How We Build AI Model Training for West Loop
The model training engagement starts with task specification and data assessment. We work with your West Loop team to define precisely what the model needs to do, what performance criteria define success, and what data exists to train on. For many West Loop organizations, this assessment reveals that the data they have is more useful than they realized, or that a targeted data collection effort can fill the gaps between current data and training requirements.
From the task specification and data assessment, we design the training approach. Fine-tuning a foundation model on domain-specific data is the right approach for most West Loop applications: it preserves the general language capability of the foundation model while adapting it to the specific domain and task. Training a model from scratch is appropriate only when the task is highly specialized and the data is sufficient to support it. We make this determination based on the actual task requirements, not on a preferred approach.
Data preparation is often the most time-intensive phase. Training data needs to be cleaned, labeled, structured appropriately for the training objective, and split into training and evaluation sets. For West Loop businesses whose existing data was not collected with model training in mind, data preparation involves transforming business records, transaction logs, or document libraries into a format that supports effective training.
Model evaluation is built into the training process, not added at the end. We evaluate model performance against held-out test data and against the actual use cases the model will serve in production. For a West Loop fintech company training a risk model, evaluation means measuring precision, recall, and false positive rate against the specific risk management requirements. For a creative agency training a content generation model, evaluation means measuring output quality and brand alignment against the specific style guides and client requirements.
Industries We Serve in West Loop
Tech companies and startups on Fulton Market and Lake Street building AI-powered products use custom model training to differentiate their products from competitors using the same foundation models. Fine-tuning on proprietary data creates capability that foundation model access alone does not provide. For West Loop product companies raising venture capital, a defensible AI model is a technical moat argument that investors value.
Financial technology companies near Halsted Street use custom model training for risk assessment, fraud detection, and the classification tasks that are specific to their market segment and product type. Generic models trained on general financial data do not reflect the specific patterns in a West Loop fintech company's customer base and transaction types. Custom-trained models produce better performance on the specific task because they reflect the specific data.
Legal technology companies and law firms on Madison Street use custom model training for document classification, contract analysis, and the specific legal reasoning tasks that require training on legal text rather than general text. Legal AI built on domain-specific training data produces more accurate legal analysis than general-purpose AI applied to legal tasks.
Creative and advertising agencies in West Loop use custom model training to build brand-specific content generation models that maintain client voice consistency at scale. An agency with a portfolio of clients each requiring distinct brand voices cannot achieve that consistency with a general-purpose model. Fine-tuning on client brand data creates models that generate on-brand content reliably.
Restaurant and hospitality groups on Randolph Street and Fulton Market use custom model training for recommendation systems trained on actual guest preference data, demand forecasting models trained on their specific booking and visitation patterns, and the operational prediction models that inform staffing and inventory decisions.
Real estate development and commercial leasing operations in West Loop use custom model training for property valuation models, market trend analysis, and the specific classification tasks in lease abstraction and document processing that benefit from training on West Loop and Chicago commercial real estate data.
What to Expect Working With Us
1. Task specification and data assessment. We define precisely what the model needs to do, what performance criteria define success, and what data is available for training. For West Loop organizations with complex or varied data sources, the data assessment reveals the training feasibility and the preparation work required before training can begin.

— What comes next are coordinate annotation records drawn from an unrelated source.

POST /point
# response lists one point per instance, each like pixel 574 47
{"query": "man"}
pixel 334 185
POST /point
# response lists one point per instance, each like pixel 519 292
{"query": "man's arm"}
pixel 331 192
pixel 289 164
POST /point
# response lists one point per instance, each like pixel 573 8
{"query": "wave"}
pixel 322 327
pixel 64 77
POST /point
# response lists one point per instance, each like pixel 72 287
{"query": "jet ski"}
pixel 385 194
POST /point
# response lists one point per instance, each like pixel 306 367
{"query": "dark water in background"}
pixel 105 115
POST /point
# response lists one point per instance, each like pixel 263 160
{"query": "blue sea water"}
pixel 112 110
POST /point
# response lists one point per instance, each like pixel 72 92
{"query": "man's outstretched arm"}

2. Data preparation and training design. We prepare training data, design the training approach and evaluation framework, and establish the performance benchmarks that define success for the specific use case. Data preparation is often more work than training itself and is what determines whether training produces a useful model.

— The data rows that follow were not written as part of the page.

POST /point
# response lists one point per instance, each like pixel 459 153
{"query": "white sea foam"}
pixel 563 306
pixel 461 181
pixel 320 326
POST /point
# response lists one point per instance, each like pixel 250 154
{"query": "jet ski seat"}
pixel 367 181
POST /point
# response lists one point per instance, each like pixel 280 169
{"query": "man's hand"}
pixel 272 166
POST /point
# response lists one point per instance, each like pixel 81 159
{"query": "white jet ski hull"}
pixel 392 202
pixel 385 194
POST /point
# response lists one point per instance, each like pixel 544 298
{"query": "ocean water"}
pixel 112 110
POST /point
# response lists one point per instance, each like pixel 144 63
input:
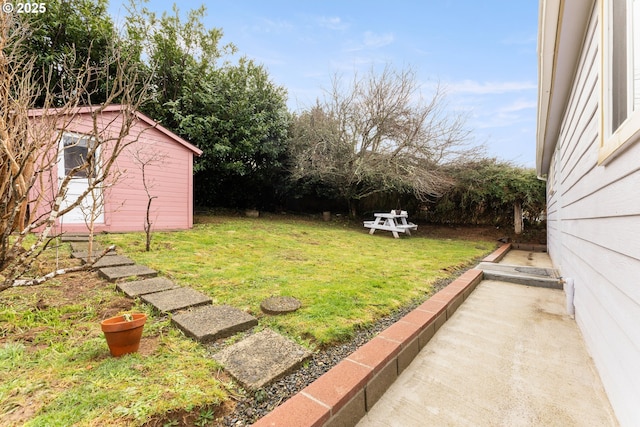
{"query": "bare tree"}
pixel 147 157
pixel 379 134
pixel 29 144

3. Model training, evaluation, and iteration. We train the model, evaluate performance against the held-out test set and the practical use cases, and iterate to improve performance where it falls short of requirements. For West Loop businesses with production timelines, we manage the training process to deliver results on a predictable schedule.
4. Deployment preparation and ongoing support. We prepare trained models for deployment in your West Loop organization's production environment, including inference infrastructure setup, monitoring configuration, and the documentation that enables your technical team to operate and update the model. As your data grows and use cases evolve, we support model updating and retraining.